Priyanka Nanayakkara, Hyeok Kim, Yifan Wu, Ali Sarvghad, Narges Mahyar, Gerome Miklau, Jessica Hullman
IEEE Symposium on Security & Privacy (SP)
We propose the Measure-Observe-Remeasure paradigm for exploratory analysis under differential privacy. In this paradigm, the analyst queries the private database for an initial measurement, observes estimates and errors, and remeasures if they require better accuracy based on their analysis goals. We instantiate the paradigm in an interactive visualization interface, which allows analysts to observe noisy estimates (B) and remeasure (E) as needed until they reach the total remeasure (privacy loss) budget (D).
Differential privacy (DP) has the potential to enable privacy-preserving analysis on sensitive data, but requires analysts to judiciously spend a limited “privacy loss budget” ϵ across queries. Analysts conducting exploratory analyses do not, however, know all queries in advance and seldom have DP expertise. Thus, they are limited in their ability to specify ϵ allotments across queries prior to an analysis. To support analysts in spending ϵ efficiently, we propose a new interactive analysis paradigm, Measure-Observe-Remeasure, where analysts “measure” the database with a limited amount of ϵ, observe estimates and their errors, and remeasure with more ϵ as needed.
We instantiate the paradigm in an interactive visualization interface which allows analysts to spend increasing amounts of ϵ under a total budget.
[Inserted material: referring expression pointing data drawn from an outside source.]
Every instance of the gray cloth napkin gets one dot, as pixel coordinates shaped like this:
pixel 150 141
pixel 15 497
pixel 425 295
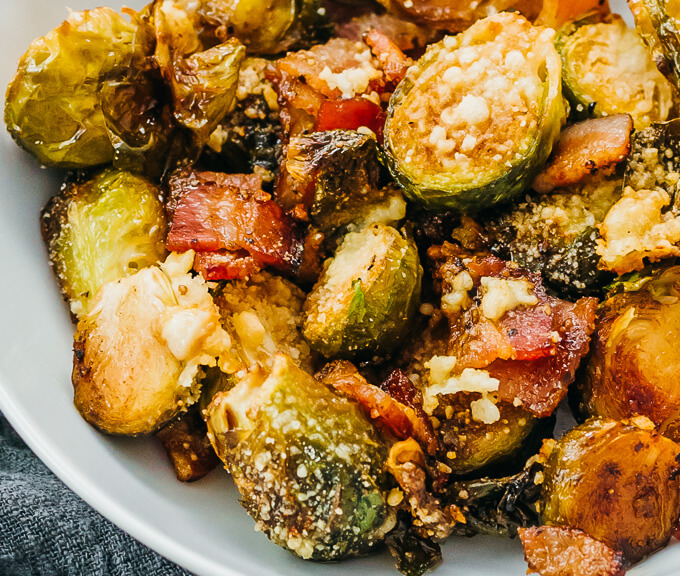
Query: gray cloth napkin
pixel 45 529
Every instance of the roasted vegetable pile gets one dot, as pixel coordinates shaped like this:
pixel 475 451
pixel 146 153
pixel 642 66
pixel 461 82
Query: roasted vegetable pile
pixel 361 256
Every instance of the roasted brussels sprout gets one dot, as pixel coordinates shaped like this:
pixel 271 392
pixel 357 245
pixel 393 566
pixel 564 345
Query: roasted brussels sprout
pixel 367 295
pixel 608 70
pixel 139 349
pixel 632 368
pixel 476 117
pixel 617 482
pixel 343 169
pixel 468 446
pixel 555 551
pixel 657 23
pixel 250 134
pixel 52 105
pixel 265 27
pixel 310 467
pixel 556 234
pixel 202 83
pixel 100 230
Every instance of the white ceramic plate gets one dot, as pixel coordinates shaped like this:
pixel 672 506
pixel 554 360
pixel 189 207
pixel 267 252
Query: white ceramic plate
pixel 201 526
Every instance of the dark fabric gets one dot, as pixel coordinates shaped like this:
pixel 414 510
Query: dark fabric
pixel 45 529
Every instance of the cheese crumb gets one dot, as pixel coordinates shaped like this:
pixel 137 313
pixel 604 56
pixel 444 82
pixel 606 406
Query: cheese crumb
pixel 501 295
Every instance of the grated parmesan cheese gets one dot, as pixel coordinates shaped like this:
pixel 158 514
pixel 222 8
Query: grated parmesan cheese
pixel 500 295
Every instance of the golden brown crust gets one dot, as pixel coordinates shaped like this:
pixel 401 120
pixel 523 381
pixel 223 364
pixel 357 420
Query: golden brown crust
pixel 557 551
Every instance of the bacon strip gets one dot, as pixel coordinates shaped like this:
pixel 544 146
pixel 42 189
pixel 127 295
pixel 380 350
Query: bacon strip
pixel 541 384
pixel 351 114
pixel 392 61
pixel 399 419
pixel 585 148
pixel 525 333
pixel 218 213
pixel 534 351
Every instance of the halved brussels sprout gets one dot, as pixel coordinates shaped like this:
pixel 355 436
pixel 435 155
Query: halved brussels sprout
pixel 101 230
pixel 616 481
pixel 139 349
pixel 471 447
pixel 52 105
pixel 476 117
pixel 556 550
pixel 265 27
pixel 309 465
pixel 367 295
pixel 250 134
pixel 632 367
pixel 608 70
pixel 343 168
pixel 202 83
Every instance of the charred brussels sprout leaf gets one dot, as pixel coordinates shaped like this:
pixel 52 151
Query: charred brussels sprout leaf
pixel 52 107
pixel 139 349
pixel 251 132
pixel 343 168
pixel 660 28
pixel 310 467
pixel 102 230
pixel 608 70
pixel 265 27
pixel 367 295
pixel 616 482
pixel 460 133
pixel 499 506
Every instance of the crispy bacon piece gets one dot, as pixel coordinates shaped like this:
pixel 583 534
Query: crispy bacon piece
pixel 186 443
pixel 559 551
pixel 219 213
pixel 225 265
pixel 541 384
pixel 308 78
pixel 584 148
pixel 400 419
pixel 351 114
pixel 407 36
pixel 533 351
pixel 392 61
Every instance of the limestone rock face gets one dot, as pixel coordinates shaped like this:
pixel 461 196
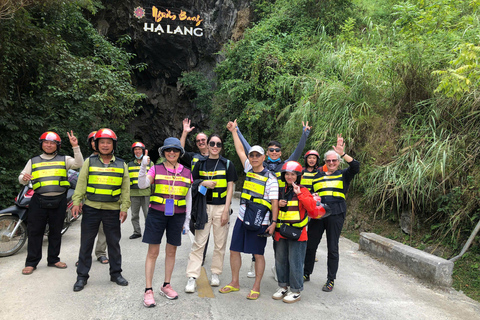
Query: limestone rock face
pixel 171 37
To observe how analysts interact with the Measure-Observe-Remeasure paradigm via the interface, we conduct a user study that compares the utility of ϵ allocations and findings from sensitive data participants make to the allocations and findings expected of a rational agent who faces the same decision task. We find that participants are able to use the workflow relatively successfully, including using budget allocation strategies that maximize over half of the available utility stemming from ϵ allocation. Their loss in performance relative to a rational agent appears to be driven more by their inability to access information and report it than to allocate ϵ.